You are viewing a plain text version of this content. The canonical link for it is here.
Posted to dev@avro.apache.org by "Rumeshkrishnan (JIRA)" <ji...@apache.org> on 2019/02/04 21:21:00 UTC
[jira] [Commented] (AVRO-2299) Get Plain Schema
[ https://issues.apache.org/jira/browse/AVRO-2299?page=com.atlassian.jira.plugin.system.issuetabpanels:comment-tabpanel&focusedCommentId=16760229#comment-16760229 ]
Rumeshkrishnan commented on AVRO-2299:
--------------------------------------
I was going through all the avro types and found that many changes required with respective AVRO types. I have done code changes in new file, if we can able to find the way reuse functionalities and combine the SchemaNormalization.java then it is helpful. I will try to come up with test cases for this SchemaCanonicalizer.
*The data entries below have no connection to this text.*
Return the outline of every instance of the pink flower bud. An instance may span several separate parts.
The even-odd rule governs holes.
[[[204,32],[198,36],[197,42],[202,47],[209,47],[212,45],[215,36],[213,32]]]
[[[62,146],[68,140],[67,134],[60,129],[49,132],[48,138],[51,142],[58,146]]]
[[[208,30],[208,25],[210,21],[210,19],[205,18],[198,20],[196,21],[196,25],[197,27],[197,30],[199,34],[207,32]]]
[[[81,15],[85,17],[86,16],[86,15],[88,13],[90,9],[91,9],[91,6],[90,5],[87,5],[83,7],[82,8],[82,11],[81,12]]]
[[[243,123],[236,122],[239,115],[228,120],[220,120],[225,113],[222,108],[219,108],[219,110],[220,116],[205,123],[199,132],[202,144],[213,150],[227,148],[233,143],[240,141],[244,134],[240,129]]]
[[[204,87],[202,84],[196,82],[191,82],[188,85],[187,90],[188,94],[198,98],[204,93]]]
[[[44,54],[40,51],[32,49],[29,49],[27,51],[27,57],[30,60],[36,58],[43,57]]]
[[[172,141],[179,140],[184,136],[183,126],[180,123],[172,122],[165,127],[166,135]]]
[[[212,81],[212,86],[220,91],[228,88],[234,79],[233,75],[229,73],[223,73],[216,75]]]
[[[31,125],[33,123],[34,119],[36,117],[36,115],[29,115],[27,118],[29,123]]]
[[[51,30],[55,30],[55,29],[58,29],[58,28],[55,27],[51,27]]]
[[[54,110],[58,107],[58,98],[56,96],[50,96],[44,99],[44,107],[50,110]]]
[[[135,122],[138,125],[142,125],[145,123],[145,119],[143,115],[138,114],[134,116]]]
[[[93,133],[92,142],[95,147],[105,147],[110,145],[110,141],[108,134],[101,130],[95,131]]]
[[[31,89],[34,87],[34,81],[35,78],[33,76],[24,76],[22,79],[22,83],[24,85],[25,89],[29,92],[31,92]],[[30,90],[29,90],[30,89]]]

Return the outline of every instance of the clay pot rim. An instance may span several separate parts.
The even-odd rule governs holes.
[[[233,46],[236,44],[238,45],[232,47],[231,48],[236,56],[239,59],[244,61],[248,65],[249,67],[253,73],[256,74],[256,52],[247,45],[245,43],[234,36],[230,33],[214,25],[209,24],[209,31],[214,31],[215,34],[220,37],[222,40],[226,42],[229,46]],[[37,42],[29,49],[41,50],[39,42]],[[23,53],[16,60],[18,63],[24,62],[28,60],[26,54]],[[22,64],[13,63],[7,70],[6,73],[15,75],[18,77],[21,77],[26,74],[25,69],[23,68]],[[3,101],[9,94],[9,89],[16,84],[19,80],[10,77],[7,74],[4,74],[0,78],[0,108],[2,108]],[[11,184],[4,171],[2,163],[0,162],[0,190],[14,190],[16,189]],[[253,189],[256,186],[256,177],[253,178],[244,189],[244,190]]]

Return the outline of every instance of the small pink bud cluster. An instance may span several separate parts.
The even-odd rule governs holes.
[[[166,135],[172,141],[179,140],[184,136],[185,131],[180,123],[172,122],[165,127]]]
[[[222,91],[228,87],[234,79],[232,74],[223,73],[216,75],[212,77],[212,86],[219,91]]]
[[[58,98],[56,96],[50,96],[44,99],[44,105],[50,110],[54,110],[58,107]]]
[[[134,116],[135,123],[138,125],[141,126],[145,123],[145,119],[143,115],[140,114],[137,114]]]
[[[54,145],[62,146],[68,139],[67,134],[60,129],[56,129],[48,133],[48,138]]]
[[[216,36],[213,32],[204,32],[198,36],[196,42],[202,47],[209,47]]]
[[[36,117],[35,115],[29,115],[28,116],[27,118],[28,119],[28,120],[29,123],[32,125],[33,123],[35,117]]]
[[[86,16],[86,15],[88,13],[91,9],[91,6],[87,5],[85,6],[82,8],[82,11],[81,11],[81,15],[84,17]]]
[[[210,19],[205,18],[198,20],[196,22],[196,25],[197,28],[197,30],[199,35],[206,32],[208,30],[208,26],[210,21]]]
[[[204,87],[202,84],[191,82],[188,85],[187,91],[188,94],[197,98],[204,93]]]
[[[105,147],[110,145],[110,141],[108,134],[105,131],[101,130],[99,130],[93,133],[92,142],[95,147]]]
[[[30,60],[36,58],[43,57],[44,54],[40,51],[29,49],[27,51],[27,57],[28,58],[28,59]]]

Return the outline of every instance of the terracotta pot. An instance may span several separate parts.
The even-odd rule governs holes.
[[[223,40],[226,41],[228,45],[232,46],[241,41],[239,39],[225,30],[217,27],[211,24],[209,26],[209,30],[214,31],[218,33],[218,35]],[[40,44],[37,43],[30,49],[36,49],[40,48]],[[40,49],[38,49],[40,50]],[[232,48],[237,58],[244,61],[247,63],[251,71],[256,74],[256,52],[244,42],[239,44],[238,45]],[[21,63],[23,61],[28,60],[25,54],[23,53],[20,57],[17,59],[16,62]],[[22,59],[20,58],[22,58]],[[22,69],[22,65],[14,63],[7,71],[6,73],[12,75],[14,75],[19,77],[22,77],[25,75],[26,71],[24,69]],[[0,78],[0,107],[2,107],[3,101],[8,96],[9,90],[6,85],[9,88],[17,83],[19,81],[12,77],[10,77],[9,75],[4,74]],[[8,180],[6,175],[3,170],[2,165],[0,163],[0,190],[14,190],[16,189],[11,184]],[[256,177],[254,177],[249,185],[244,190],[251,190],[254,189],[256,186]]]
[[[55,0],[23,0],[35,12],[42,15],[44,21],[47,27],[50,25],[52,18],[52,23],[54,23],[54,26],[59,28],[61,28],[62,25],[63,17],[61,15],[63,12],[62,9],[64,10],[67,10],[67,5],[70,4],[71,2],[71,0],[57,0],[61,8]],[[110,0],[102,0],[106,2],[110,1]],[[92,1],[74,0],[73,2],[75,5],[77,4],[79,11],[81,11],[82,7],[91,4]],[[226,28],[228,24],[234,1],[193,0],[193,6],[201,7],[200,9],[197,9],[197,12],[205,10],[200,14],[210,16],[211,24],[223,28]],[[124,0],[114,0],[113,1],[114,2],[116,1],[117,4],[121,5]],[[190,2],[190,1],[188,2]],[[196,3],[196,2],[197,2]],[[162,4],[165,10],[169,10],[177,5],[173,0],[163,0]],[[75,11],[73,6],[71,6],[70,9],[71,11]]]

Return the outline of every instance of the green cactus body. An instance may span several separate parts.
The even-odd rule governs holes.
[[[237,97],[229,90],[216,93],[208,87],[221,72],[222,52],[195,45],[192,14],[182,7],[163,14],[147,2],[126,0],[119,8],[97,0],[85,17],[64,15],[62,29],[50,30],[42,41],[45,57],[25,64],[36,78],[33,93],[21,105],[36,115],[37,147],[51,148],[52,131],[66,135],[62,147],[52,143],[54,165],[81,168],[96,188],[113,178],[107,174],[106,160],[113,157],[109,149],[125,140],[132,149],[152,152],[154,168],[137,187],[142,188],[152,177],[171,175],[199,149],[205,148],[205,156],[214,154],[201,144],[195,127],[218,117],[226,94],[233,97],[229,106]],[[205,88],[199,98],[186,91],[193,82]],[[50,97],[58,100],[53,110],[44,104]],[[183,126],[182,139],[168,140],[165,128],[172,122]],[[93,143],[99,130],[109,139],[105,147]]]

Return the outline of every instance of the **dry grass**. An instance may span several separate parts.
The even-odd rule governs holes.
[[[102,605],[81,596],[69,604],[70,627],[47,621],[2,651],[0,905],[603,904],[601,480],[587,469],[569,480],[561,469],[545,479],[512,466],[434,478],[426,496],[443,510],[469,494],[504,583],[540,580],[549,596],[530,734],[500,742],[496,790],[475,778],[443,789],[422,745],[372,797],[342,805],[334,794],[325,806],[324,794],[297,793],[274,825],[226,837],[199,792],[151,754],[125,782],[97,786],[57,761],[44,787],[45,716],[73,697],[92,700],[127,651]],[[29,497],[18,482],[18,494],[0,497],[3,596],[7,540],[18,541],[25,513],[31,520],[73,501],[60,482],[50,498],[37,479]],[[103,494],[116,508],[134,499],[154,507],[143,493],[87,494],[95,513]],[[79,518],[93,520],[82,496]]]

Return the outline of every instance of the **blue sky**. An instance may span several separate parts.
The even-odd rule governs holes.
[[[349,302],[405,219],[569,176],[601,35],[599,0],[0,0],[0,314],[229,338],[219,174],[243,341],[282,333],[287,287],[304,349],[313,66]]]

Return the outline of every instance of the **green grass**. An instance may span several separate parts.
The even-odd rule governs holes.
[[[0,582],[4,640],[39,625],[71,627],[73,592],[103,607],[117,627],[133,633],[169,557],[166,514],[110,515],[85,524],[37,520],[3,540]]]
The rules as followed.
* Canonical normaliser should filter and order the reserved as well as user given properties.
* User able to normalise schema with additional user defined logical types.
* name, namespace is different keys in Canonical normaliser. it should not reduce as single property `name` for RECORD, FIXED, ENUM types.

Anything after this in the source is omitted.